Wednesday, April 22, 2015

Book Review: Vanishing Girls by Lauren Oliver

I became a Lauren Oliver fan in the past few years after reading Before I Fall and Panic (I still have yet to tackle her Delirium trilogy), and was intrigued when I read the description of her latest YA novel:

Dara and Nick used to be inseparable, but that was before Dara kissed Parker, before Nick lost him as her best friend, before the accident that left Dara's beautiful face scarred. Now the two sisters, who used to be so close, aren't speaking. In an instant, Nick lost everything and is determined to use the summer to get it all back.

But Dara has other plans. When she vanishes on her birthday, Nick thinks Dara is just playing around. But another girl has vanished, too--nine-year-old Madeline Snow--and as Nick pursues her sister, she becomes increasingly convinced that the two disappearances may be linked. 

In this edgy and compelling novel, New York Times bestselling author Lauren Oliver creates a world of intrigue, loss, and suspicion as two sisters search to find themselves, and each other.

One of the things I love about Oliver is that she's not afraid to tackle dark and edgy topics in her novels--these are the things I'm usually drawn to when reading YA. Her writing style is also very literary, and in this book, she perfectly captures the complicated relationship between the two sisters.
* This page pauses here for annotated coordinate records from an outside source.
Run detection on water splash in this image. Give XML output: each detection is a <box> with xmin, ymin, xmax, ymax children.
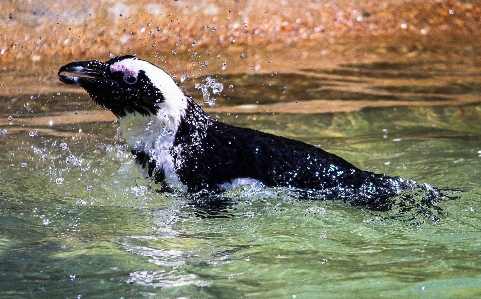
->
<box><xmin>195</xmin><ymin>76</ymin><xmax>224</xmax><ymax>108</ymax></box>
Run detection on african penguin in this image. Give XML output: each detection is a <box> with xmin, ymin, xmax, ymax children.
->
<box><xmin>58</xmin><ymin>55</ymin><xmax>422</xmax><ymax>210</ymax></box>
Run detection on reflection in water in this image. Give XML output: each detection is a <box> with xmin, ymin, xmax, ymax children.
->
<box><xmin>0</xmin><ymin>62</ymin><xmax>481</xmax><ymax>298</ymax></box>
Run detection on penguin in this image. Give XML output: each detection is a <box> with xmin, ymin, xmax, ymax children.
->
<box><xmin>58</xmin><ymin>55</ymin><xmax>430</xmax><ymax>210</ymax></box>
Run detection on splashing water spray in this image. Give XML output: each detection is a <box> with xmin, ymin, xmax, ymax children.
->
<box><xmin>195</xmin><ymin>76</ymin><xmax>224</xmax><ymax>108</ymax></box>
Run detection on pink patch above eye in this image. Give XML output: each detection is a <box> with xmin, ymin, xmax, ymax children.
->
<box><xmin>110</xmin><ymin>64</ymin><xmax>137</xmax><ymax>77</ymax></box>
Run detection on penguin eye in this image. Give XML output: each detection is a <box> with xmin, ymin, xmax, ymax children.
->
<box><xmin>122</xmin><ymin>74</ymin><xmax>137</xmax><ymax>85</ymax></box>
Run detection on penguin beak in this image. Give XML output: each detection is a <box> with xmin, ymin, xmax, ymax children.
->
<box><xmin>58</xmin><ymin>60</ymin><xmax>113</xmax><ymax>88</ymax></box>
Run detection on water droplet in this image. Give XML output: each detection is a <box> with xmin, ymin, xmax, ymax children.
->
<box><xmin>40</xmin><ymin>215</ymin><xmax>50</xmax><ymax>225</ymax></box>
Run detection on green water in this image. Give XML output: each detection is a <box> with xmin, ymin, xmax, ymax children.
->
<box><xmin>0</xmin><ymin>64</ymin><xmax>481</xmax><ymax>298</ymax></box>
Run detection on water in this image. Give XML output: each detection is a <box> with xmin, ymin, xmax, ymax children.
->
<box><xmin>0</xmin><ymin>59</ymin><xmax>481</xmax><ymax>298</ymax></box>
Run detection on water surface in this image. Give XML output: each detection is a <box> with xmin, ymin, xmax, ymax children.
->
<box><xmin>0</xmin><ymin>62</ymin><xmax>481</xmax><ymax>298</ymax></box>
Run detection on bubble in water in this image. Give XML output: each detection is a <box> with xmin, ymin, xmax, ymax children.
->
<box><xmin>40</xmin><ymin>215</ymin><xmax>50</xmax><ymax>225</ymax></box>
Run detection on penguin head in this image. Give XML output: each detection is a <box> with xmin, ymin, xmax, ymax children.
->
<box><xmin>58</xmin><ymin>55</ymin><xmax>187</xmax><ymax>122</ymax></box>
You can get an idea of the tone of the novel by reading this excerpt from back of the book:

This is it: somehow, in these pictures, the mystery of the accident is contained, and the explanation for Dara's subsequent behavior, for the silences and disappearances. Don't ask me how I know, I just do. If you don't understand that, I guess you've never had a sister.

The opening pages quickly draw the reader in, and the story is told in from the point of view of both sisters "before" and "after" the car accident. Layered into the opening is the disappearance of local girl, Madeline Snow, and the story unfolds with a combination of the narratives from Nick and Dara, diary entries, blog posts, text messages, and newspaper articles, which keep the mystery intriguing and the reader guessing. The love triangle between Nick, Dara, and Parker was heartbreaking. I also liked the use of an old amusement park as part of the setting, because through Oliver's descriptions it seemed to take on a life of its own--fun, hot, and smelling like funnel cakes during the day, and isolated, haunting, and foreboding at night.

I did not guess how this book would end, but that's all I'm going to say, because you should definitely check it out for yourself.